Importance of temperature in modeling food web bioaccumulation in large aquatic systems

In present food web bioaccumulation model formulations, the exposure temperature of a food web is typically defined using a single spatial compartment. This essentially assumes that the predator and prey of a food web are exposed to the same environmental temperature. This study investigates the impact of this homogeneous approach of exposure temperature on the model outputs for a food web where the exposure temperature varies among species. Using a bioenergetics-based chemical bioaccumulation model as a case study, the temperature sensitivity of the model equation is first analyzed without consideration of the aggregated effect of food web interactions. The result shows that the model for highly hydrophobic chemicals is very sensitive to temperature.
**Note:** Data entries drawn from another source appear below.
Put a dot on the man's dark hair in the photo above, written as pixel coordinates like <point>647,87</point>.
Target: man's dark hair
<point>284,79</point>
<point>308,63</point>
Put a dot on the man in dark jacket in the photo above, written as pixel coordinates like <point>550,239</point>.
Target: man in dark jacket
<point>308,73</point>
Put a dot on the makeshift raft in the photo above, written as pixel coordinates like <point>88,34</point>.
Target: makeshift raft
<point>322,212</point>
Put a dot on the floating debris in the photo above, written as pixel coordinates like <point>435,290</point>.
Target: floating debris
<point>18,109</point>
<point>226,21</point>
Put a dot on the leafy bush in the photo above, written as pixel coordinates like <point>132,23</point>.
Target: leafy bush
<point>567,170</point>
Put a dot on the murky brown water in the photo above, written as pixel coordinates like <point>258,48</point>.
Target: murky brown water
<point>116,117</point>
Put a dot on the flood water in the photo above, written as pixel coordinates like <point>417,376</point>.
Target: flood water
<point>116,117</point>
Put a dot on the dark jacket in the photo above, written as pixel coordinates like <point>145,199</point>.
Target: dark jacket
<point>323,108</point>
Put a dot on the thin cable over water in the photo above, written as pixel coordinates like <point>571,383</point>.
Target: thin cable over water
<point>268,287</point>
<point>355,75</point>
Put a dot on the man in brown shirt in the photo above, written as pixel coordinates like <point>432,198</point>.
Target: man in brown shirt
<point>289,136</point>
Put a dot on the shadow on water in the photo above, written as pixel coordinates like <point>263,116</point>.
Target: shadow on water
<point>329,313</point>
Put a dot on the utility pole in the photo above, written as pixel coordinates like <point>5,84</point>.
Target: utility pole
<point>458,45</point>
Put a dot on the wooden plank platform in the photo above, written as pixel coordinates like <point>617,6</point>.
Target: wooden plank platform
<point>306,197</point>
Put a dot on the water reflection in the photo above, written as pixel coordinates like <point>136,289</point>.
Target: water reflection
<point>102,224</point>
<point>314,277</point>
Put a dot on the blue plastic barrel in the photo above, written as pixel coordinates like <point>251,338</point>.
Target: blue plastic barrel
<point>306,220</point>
For less hydrophobic chemicals, the sensitivity is marginal. The model is then examined for its temperature sensitivity on a food web basis. The actual lake trout food web at Saugatuck, Michigan is selected for this examination, and the model responses to different exposure temperatures are compared. The result shows that the PCBs bioaccumulations in top predator (lake trout) obtained with the exposure temperatures for all species being represented by surface water temperature can be substantially higher than those obtained with the exposure temperatures being represented individually with species-specific values. A multi-compartment modeling approach is proposed that allows the exposure temperature of each species be defined independently.